Is this a bit of a stretch to
hear Jesus making messiah and messianic banquet references in this short little
statement? Probably not, especially in light of His making mention of
eating and drinking, and then Luke’s transition to Jesus’ presence at the
dinner at the house of a Pharisee. The use of “wisdom” as a clearly
self-referential statement at this point in the narrative, when both Jesus’
hearers and Luke’s readers have been thrust into a meal-related mindset,
clearly ushers us into a messianic context. With thoughts of both messiah
and meal at play, along with talk of vindication (an incredibly important
concept for Israel especially in relation to messiah), it would not be
difficult to find Jesus’ hearers associating words such as “all her children,”

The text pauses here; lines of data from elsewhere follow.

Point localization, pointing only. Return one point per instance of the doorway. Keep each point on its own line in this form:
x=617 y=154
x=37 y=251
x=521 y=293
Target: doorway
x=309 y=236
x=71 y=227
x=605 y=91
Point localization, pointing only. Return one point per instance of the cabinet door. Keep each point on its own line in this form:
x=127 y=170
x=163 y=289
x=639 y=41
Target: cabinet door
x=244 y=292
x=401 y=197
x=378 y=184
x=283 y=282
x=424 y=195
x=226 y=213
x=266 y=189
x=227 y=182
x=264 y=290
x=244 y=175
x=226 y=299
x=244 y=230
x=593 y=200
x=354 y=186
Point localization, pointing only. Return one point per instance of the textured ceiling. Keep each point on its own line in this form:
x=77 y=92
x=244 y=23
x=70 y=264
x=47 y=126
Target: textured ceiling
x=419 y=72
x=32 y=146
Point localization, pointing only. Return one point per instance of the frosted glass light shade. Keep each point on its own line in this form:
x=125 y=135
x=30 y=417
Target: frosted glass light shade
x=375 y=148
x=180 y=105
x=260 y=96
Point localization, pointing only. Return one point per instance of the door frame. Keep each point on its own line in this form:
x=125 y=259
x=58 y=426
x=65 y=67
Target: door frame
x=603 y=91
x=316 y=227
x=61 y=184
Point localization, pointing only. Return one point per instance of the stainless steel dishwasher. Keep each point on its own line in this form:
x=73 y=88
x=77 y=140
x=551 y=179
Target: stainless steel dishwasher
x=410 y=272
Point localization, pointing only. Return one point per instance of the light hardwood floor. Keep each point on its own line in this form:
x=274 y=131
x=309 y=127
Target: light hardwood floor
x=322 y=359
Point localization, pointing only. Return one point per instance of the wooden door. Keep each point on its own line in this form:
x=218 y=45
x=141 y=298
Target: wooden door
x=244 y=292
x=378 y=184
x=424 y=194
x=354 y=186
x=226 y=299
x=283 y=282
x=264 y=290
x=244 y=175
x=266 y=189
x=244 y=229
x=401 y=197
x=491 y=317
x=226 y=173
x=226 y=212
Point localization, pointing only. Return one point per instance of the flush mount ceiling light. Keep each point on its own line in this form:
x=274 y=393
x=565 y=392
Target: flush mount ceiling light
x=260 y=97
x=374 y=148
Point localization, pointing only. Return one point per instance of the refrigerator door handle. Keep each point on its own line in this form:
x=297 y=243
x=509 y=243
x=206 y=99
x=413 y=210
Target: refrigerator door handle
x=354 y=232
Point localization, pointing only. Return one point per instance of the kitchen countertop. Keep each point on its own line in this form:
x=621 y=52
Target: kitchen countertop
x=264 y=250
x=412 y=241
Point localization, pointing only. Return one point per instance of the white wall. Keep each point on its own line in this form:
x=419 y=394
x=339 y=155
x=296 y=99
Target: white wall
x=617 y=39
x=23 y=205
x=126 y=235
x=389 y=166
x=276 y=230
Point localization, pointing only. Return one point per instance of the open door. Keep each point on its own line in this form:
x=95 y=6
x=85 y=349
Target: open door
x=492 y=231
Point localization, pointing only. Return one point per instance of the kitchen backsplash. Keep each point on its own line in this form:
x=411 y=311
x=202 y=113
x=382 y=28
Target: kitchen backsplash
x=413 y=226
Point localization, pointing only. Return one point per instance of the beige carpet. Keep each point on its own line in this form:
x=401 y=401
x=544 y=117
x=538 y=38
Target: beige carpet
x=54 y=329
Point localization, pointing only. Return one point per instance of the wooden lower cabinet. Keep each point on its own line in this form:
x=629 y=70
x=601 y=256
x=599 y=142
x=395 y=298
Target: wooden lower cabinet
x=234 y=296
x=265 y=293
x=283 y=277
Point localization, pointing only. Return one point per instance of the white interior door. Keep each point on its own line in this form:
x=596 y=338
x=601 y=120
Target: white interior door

when used in this context, entertaining thoughts of the great messianic
banquet.
What is provided here is a
glimpse into Jesus’ mindset as it relates to this banquet in Matthew, when He
is heard to say “I tell you, many will come from the east and west to share the
banquet with Abraham, Isaac, and Jacob in the kingdom of heaven, but the sons
of the kingdom will be thrown out into the outer darkness, where there will be
weeping and gnashing of teeth” (Luke 8:11-12). Clearly, if one ever finds
himself thinking that any of the Gospel authors are offering up anything less
than complex theological constructs in narrative and biographical form based
upon the fact of a resurrected Christ that demanded their full allegiance, then
a tremendous disservice has been done to them.